2.27. con ricorso al T.a.r. per la Liguria la società ricorrente, odierna appellante, ha chiesto, previa domanda cautelare, di ordinare al Comune di Bordighera all’ostensione di alcuni atti, l’annullamento sia del silenzio-diniego formatosi sull’istanza di accesso ai documenti amministrativi del 20 settembre 2024, sia dei provvedimenti sub 1. e dell’ordinanza del Comune n. 342/UT del 17 febbraio 2017, articolando i seguenti motivi di gravame (estesi da pag. 6 a pag. 20), con il quale ha lamentato:

- “Genericità degli ordini di demolizione: il Comune resistente ha omesso di imputare i pretesi abusi edilizi specificamente in capo ai singoli proprietari, in virtù della loro effettiva collocazione geografica”;

- “Genericità degli ordini di demolizione: gli abusi edilizi contestati dal Comune resistente sono descritti in modo approssimativo, rendendo di fatto inintelligibile la natura dell’ipotetico abuso e, quindi, la contestazione effettivamente sollevata”;

- “Illegittimità degli ordini di demolizione per insussistenza degli abusi edilizi contestati dal Comune di Bordighera”;

- “Illegittimità dell’ordine di demolire nella parte in cui ha mancato di disporre l’ingiunzione anche nei confronti dei responsabili degli (asseriti) abusi edilizi come in precedenza accertato dal Comune di Bordighera”.

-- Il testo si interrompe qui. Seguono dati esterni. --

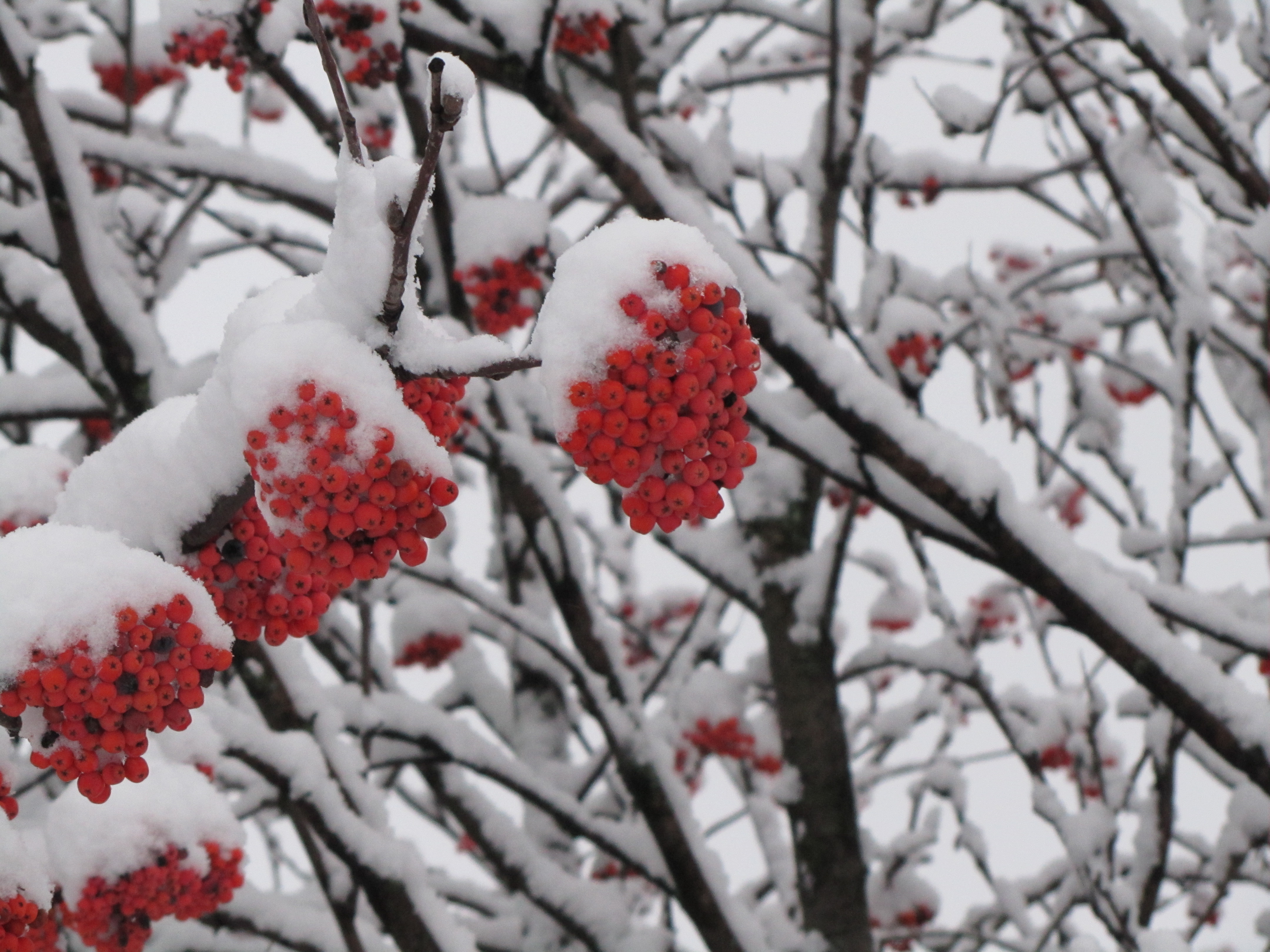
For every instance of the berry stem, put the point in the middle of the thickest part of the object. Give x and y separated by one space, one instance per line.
445 113
337 84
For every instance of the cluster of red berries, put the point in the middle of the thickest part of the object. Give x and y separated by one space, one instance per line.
727 739
841 497
582 35
931 188
253 586
639 648
8 803
1057 757
117 917
435 402
914 918
346 518
431 651
145 81
498 305
921 350
1129 394
98 711
105 178
25 927
672 409
351 26
213 50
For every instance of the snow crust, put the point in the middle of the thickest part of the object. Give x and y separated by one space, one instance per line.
60 584
498 227
581 320
175 807
25 865
31 479
458 82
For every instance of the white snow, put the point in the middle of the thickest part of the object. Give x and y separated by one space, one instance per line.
176 807
31 479
581 320
60 584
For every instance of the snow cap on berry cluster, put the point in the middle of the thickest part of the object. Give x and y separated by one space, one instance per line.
25 866
458 82
266 370
158 477
712 695
148 48
498 227
31 479
280 26
60 584
582 320
188 16
176 807
351 286
581 8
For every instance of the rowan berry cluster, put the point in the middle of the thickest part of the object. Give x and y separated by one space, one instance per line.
145 81
435 402
209 49
378 135
672 408
98 710
117 917
723 739
1126 388
8 803
351 26
912 918
582 35
841 497
253 588
921 350
431 651
498 291
105 180
25 927
348 509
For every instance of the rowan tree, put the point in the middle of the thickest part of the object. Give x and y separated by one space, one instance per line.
621 527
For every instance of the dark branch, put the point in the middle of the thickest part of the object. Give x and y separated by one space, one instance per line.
337 83
133 389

3. Il Comune di Bordighera si è costituito nel giudizio di primo grado, preliminarmente eccependo l’inammissibilità del ricorso, in quanto diretto avverso un atto meramente confermativo di precedenti ordinanze, nel merito controdeducendo ed instando per la sua reiezione.

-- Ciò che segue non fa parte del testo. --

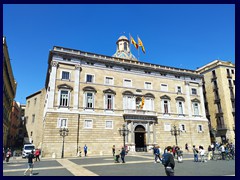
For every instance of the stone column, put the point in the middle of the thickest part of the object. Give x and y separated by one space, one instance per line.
188 100
154 133
76 86
52 83
148 133
203 112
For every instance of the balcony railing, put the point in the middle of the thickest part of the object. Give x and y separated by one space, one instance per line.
139 112
221 127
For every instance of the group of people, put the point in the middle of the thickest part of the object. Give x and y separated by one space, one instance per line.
121 153
85 148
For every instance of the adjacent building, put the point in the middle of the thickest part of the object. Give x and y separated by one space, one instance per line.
34 118
93 95
14 125
219 95
9 91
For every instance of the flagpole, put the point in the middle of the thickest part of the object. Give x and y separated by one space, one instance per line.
130 42
138 49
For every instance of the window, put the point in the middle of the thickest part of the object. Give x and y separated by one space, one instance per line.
213 73
199 128
127 83
109 80
125 46
194 91
64 98
62 123
109 125
33 118
88 124
65 75
180 108
179 89
129 102
109 101
182 127
165 107
195 109
164 87
148 85
89 78
89 100
167 127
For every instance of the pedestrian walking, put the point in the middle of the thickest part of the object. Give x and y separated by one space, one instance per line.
3 154
37 154
30 164
123 153
222 149
85 150
79 154
8 155
186 147
195 154
113 150
157 154
202 153
168 162
179 155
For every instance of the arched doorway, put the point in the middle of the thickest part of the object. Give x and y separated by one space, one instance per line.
140 139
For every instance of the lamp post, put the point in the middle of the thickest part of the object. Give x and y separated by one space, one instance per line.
175 132
123 132
63 132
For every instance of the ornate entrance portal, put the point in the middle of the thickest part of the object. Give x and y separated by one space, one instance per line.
140 139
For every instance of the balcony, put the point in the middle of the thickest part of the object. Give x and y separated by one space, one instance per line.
138 115
221 127
139 112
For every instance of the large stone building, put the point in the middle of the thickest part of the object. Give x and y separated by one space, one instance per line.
15 119
93 95
219 94
9 91
34 118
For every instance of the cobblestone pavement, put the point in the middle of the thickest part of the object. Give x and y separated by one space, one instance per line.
136 165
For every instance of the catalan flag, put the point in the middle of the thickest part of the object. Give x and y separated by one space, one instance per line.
141 45
142 104
134 42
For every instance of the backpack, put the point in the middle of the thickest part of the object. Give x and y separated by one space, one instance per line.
165 159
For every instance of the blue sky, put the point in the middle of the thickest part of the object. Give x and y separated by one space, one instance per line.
184 36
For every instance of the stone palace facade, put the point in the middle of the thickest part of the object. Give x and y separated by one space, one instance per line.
93 95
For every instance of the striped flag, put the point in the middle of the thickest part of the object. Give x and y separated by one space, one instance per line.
134 42
141 45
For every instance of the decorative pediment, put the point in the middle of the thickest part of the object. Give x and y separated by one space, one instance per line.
127 93
89 88
179 98
195 100
165 97
149 95
64 86
109 91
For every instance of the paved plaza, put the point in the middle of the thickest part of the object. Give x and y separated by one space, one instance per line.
139 164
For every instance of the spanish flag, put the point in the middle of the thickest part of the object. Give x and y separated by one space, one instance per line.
142 104
141 44
134 42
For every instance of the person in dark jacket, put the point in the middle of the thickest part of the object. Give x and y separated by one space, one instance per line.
169 166
123 153
30 163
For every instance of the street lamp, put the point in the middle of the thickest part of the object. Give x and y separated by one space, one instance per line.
123 132
63 132
175 132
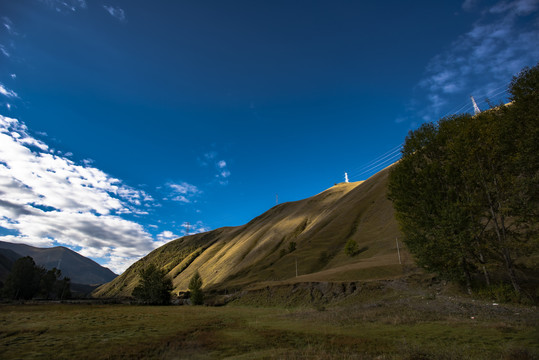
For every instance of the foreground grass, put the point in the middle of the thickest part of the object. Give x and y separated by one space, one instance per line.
62 331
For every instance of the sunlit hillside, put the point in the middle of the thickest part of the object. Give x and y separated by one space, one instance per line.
260 252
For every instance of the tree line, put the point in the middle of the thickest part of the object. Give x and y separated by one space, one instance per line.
466 191
155 286
28 280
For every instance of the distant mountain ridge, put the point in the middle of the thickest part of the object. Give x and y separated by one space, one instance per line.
305 237
78 268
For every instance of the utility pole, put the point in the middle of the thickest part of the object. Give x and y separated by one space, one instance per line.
398 250
476 108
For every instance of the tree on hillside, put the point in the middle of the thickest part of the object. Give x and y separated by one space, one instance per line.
24 280
351 248
154 287
52 286
466 189
195 287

4. Con ordinanza n. 291/2024 del 28 novembre 2024 il Tribunale adito ha accolto l’istanza incidentale di sospensione dell’esecuzione dei provvedimenti impugnati.

5. Con ordinanza n. 103/2025 del 31 gennaio 2025 il Tribunale adito ha accolto in parte la domanda di accesso formulata dalla ricorrente e per l’effetto ha ordinato al Comune di Bordighera di consentire, nel termine di 30 giorni, l’accesso mediante visione ed estrazione di copia degli atti di cui alla richiesta 20 settembre 2024 ad esclusione della comunicazione di notizia di reato della Polizia Municipale N.R. n. 26/2012 del 31 marzo 2012, prot. n. 7484 del 4 aprile 2012.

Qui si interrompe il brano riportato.